FlightDiffusion: Revolutionising Autonomous Drone Training with Diffusion Models Generating FPV Video

Serpiva, Valerii, Lykov, Artem, Batool, Faryal, Kozlovskiy, Vladislav, Cabrera, Miguel Altamirano, Tsetserukou, Dzmitry

arXiv.org Artificial Intelligence 

Our model generates realistic video sequences from a single frame, enriched with corresponding action spaces to enable reasoning-driven navigation in dynamic environments.

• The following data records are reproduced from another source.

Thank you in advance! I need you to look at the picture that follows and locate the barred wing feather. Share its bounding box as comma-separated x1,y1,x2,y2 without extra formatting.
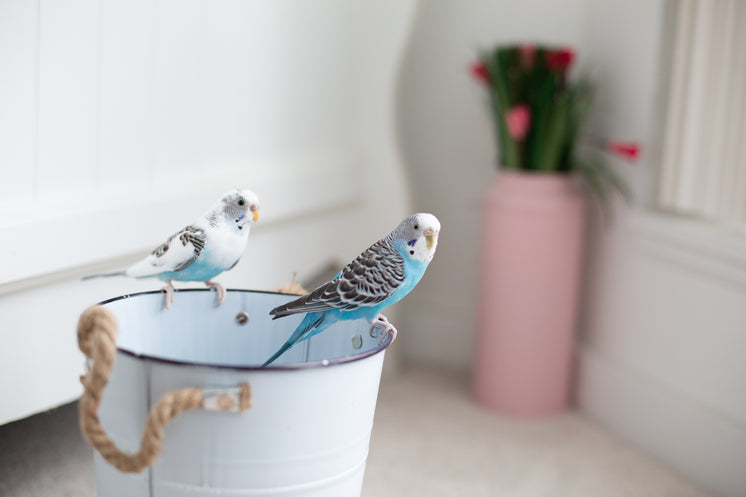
270,239,404,319
126,225,206,278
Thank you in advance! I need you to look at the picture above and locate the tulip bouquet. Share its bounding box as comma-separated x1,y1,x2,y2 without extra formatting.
471,45,640,209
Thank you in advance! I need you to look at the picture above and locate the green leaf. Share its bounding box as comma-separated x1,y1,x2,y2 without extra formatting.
538,93,569,171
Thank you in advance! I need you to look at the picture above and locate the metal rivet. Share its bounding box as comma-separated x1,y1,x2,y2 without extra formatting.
236,312,249,326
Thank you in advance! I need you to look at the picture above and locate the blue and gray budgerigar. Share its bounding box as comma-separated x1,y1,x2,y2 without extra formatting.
83,189,259,309
263,213,440,366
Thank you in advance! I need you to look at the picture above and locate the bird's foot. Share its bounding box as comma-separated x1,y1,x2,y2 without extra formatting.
161,280,174,309
370,314,399,345
205,281,225,306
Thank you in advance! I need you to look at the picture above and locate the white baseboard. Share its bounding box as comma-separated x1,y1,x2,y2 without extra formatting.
577,346,746,497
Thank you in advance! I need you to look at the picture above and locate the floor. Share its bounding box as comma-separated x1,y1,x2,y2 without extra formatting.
0,369,711,497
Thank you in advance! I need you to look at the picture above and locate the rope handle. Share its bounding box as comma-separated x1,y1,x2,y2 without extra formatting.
78,305,251,473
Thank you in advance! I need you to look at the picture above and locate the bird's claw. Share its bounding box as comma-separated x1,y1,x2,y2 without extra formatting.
205,281,225,307
370,314,399,345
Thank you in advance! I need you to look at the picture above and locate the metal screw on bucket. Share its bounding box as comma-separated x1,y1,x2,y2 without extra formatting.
236,312,249,326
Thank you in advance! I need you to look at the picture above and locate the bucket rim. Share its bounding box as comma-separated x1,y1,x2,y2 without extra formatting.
98,288,393,372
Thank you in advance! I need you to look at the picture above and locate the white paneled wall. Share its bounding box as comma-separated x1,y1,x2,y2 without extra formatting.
98,0,156,189
0,0,414,423
0,0,411,285
0,0,39,202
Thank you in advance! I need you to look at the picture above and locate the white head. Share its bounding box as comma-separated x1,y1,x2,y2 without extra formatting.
391,213,440,262
211,189,259,230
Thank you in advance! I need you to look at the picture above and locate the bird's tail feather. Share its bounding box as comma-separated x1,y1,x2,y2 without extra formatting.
262,314,325,368
80,271,125,281
262,341,295,368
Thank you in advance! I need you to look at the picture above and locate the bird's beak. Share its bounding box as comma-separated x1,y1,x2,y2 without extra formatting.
425,228,435,250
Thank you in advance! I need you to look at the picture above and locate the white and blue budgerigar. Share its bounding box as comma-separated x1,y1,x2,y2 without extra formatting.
263,213,440,366
83,189,259,309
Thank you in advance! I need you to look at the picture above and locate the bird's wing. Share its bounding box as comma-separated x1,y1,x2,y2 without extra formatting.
270,240,404,318
126,225,207,278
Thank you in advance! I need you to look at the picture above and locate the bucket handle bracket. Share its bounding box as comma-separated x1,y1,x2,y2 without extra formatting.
78,305,251,473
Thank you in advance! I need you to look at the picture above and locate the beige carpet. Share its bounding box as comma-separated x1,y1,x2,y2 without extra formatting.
0,370,708,497
363,370,711,497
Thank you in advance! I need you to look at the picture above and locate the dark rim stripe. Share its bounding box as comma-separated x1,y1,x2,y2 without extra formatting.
98,288,391,371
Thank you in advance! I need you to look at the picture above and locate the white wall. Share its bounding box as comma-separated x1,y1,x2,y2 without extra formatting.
578,0,746,497
397,0,585,370
0,0,414,422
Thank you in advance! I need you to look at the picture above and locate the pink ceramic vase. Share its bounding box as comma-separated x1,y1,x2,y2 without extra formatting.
474,170,585,417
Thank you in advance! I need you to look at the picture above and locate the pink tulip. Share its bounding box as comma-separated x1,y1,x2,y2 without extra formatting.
470,61,490,84
606,142,641,162
505,104,531,141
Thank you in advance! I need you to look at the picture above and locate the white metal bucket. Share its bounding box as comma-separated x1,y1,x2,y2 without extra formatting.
90,290,391,497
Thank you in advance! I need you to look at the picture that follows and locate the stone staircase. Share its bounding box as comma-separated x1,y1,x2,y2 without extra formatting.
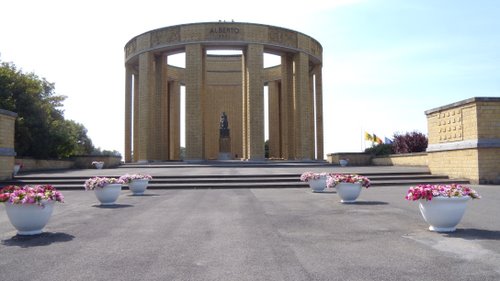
0,172,469,190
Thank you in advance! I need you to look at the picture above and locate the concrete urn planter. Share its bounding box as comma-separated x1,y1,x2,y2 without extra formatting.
94,183,122,206
335,182,362,203
307,176,326,192
128,179,149,195
5,202,54,235
419,196,470,232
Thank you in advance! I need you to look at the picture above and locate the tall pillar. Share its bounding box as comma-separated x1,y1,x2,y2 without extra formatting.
315,65,325,160
148,54,167,161
185,44,205,160
307,68,316,159
267,81,282,158
168,81,181,160
134,52,155,162
280,54,295,159
294,52,314,160
243,44,265,160
125,65,132,163
132,72,139,162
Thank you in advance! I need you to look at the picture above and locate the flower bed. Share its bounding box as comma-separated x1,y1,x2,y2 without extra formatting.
119,174,153,183
0,185,64,206
326,173,371,188
84,177,123,190
300,172,328,182
405,184,481,201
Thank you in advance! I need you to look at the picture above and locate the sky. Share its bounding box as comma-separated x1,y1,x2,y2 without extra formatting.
0,0,500,158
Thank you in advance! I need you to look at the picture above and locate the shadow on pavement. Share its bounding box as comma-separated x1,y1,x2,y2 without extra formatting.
345,201,389,205
92,204,134,209
127,193,160,197
2,232,75,248
446,228,500,240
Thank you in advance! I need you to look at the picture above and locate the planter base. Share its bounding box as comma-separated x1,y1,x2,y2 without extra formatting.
429,225,457,232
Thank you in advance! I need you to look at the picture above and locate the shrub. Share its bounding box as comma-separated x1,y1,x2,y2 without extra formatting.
365,143,394,156
392,131,428,154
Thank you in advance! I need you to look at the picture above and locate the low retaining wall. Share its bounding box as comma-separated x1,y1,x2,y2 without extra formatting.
16,158,75,172
372,152,429,166
12,156,121,174
72,155,122,169
326,152,372,166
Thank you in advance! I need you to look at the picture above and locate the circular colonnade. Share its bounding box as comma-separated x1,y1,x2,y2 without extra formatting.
125,22,323,162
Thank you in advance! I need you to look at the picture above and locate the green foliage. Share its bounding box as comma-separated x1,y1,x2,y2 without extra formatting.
0,61,93,158
393,131,428,153
365,143,394,156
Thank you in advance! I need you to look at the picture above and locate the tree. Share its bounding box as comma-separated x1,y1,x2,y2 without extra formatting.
0,61,93,158
392,131,428,153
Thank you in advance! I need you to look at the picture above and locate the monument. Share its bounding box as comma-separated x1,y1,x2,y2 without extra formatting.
125,22,323,162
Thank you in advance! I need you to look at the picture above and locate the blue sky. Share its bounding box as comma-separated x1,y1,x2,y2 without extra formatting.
0,0,500,156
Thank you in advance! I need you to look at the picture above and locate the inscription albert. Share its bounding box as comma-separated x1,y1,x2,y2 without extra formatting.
208,26,240,39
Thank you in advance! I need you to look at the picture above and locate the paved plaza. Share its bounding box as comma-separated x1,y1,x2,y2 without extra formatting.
0,165,500,281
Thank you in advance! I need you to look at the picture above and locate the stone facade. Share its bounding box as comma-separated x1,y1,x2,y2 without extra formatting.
425,98,500,183
125,22,323,162
0,109,17,180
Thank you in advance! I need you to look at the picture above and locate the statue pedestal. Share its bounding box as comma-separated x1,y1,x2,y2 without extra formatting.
217,129,233,160
217,152,233,160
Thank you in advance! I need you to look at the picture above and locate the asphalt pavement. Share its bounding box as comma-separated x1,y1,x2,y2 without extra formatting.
0,179,500,281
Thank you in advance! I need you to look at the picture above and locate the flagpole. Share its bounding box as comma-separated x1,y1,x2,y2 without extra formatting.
361,127,365,152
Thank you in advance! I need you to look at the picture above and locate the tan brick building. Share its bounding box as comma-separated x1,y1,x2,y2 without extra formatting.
425,97,500,184
125,22,323,162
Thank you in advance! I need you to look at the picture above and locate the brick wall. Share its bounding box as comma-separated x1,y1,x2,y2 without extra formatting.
426,98,500,183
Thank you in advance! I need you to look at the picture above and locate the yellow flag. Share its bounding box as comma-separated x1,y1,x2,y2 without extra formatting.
365,132,373,141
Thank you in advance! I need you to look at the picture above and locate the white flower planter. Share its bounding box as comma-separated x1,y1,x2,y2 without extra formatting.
5,201,54,235
128,179,149,195
335,182,362,203
419,196,470,232
307,176,326,192
12,164,21,176
94,183,122,205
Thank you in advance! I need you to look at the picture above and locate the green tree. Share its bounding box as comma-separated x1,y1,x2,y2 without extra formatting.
0,61,93,158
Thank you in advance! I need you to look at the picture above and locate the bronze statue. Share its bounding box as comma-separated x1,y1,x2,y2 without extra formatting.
219,112,228,130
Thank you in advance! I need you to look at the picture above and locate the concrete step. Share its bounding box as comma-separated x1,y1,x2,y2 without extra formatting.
0,172,469,189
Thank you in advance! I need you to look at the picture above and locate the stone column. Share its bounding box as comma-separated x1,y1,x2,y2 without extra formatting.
186,44,205,160
168,81,181,160
243,44,264,160
151,54,168,160
267,81,282,158
0,109,17,180
315,65,325,160
294,52,314,160
134,52,155,162
132,72,139,162
280,54,295,159
125,65,132,163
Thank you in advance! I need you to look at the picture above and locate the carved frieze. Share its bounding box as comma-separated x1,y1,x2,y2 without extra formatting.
125,38,137,58
437,109,464,142
151,27,181,47
268,27,297,48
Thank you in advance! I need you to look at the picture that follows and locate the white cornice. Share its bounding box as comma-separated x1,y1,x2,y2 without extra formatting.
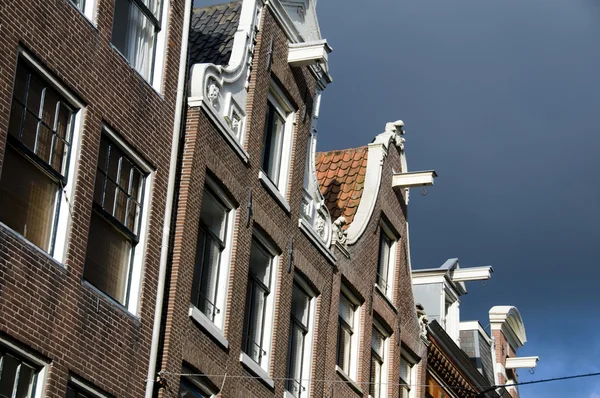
489,306,527,350
505,356,540,369
392,170,437,188
347,120,404,245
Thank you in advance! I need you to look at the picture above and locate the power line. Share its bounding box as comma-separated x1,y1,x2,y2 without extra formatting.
476,372,600,398
160,372,600,398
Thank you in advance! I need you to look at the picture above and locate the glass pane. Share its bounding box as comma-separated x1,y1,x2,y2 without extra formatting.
15,363,35,398
42,88,58,130
35,123,54,164
287,321,305,397
177,379,210,398
0,145,58,251
125,199,142,235
377,230,391,293
124,3,156,79
371,328,385,358
338,326,352,374
246,282,266,364
292,284,310,328
51,135,69,175
369,356,382,398
56,103,73,142
27,75,45,117
8,101,23,137
13,63,29,104
200,238,221,321
83,212,132,304
21,112,39,151
0,354,20,397
340,294,356,327
102,180,117,215
250,240,272,287
200,190,227,241
110,0,132,59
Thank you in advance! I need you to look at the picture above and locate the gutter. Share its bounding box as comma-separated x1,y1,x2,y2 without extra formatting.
145,0,192,398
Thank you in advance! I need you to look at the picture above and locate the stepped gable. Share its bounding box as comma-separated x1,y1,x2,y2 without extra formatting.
316,146,369,229
189,1,242,65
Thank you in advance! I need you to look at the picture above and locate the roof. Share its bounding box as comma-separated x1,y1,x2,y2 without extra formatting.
316,146,369,229
189,1,242,65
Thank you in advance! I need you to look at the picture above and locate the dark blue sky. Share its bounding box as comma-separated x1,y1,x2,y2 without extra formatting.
318,0,600,398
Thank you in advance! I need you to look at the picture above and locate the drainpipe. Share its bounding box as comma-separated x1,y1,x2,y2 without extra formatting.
145,0,192,398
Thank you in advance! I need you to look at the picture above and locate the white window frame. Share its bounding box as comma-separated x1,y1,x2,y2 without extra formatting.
369,318,391,398
2,48,86,267
177,366,219,398
258,81,296,212
375,220,398,304
69,0,97,26
240,229,280,387
0,336,50,398
284,273,317,398
400,349,417,398
96,125,156,315
110,0,171,94
335,284,362,381
190,175,237,348
69,374,113,398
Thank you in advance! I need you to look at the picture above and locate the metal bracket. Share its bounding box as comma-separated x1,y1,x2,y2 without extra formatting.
246,188,252,228
288,236,294,274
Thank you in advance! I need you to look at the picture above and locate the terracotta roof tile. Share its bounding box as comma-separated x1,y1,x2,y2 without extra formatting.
316,146,368,229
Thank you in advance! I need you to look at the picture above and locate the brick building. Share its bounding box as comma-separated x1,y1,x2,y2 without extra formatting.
413,258,538,398
0,0,185,397
149,0,435,398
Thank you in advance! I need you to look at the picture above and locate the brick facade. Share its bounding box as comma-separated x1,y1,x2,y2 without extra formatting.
0,0,184,397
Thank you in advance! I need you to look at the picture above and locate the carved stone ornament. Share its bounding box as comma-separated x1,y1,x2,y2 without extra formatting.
206,82,219,108
331,216,348,246
416,304,429,339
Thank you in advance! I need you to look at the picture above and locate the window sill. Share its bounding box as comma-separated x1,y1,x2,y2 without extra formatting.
298,218,337,265
188,103,250,164
335,365,362,395
110,42,165,101
189,304,229,349
81,279,140,322
66,0,98,32
240,352,275,388
375,283,398,314
0,222,67,271
258,170,291,214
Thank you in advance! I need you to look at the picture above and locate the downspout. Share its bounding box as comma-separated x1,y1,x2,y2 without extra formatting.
145,0,192,398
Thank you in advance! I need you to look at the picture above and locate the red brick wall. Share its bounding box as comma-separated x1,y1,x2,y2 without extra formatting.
0,0,184,398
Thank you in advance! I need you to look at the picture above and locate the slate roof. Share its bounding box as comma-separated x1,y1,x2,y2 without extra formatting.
189,1,242,65
316,146,369,229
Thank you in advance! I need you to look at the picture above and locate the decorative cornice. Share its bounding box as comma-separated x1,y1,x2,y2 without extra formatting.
348,120,404,245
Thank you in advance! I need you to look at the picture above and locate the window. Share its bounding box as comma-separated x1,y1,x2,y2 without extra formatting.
83,130,150,312
70,0,96,23
65,375,112,398
243,235,275,370
337,285,360,380
377,226,396,298
400,355,414,398
191,179,235,328
177,377,214,398
286,276,315,398
259,86,294,201
369,326,386,398
111,0,162,84
0,54,77,261
0,346,41,398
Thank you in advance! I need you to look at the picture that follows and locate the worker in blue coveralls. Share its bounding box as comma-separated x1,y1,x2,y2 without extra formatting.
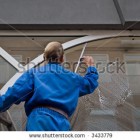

Beyond direct policy learning, FlightDiffusion leverages its generative capabilities to synthesize diverse FPV trajectories and state-action pairs, facilitating the creation of large-scale training datasets without the high cost of real-world data collection. Our evaluation demonstrates that the generated trajectories are physically plausible and executable, with a mean position error of 0.25 m (RMSE 0.28 m) and a mean orientation error of 0.19 rad (RMSE 0.24 rad). This approach enables improved policy learning and dataset scalability, leading to superior performance in downstream navigation tasks. Results in simulated environments highlight enhanced robustness, smoother trajectory planning, and adaptability to unseen conditions. An ANOV A revealed no statistically significant difference between performance in simulation and reality (F(1, 16) = 0.394, p = 0.541), with success rates of M = 0.628 (SD = 0.162) and M = 0.617 (SD = 0.177), respectively, indicating strong sim-to-real transfer . The generated datasets provide a valuable resource for future UA V research. This work introduces diffusion-based reasoning as a promising paradigm for unifying navigation, action generation, and data synthesis in aerial robotics.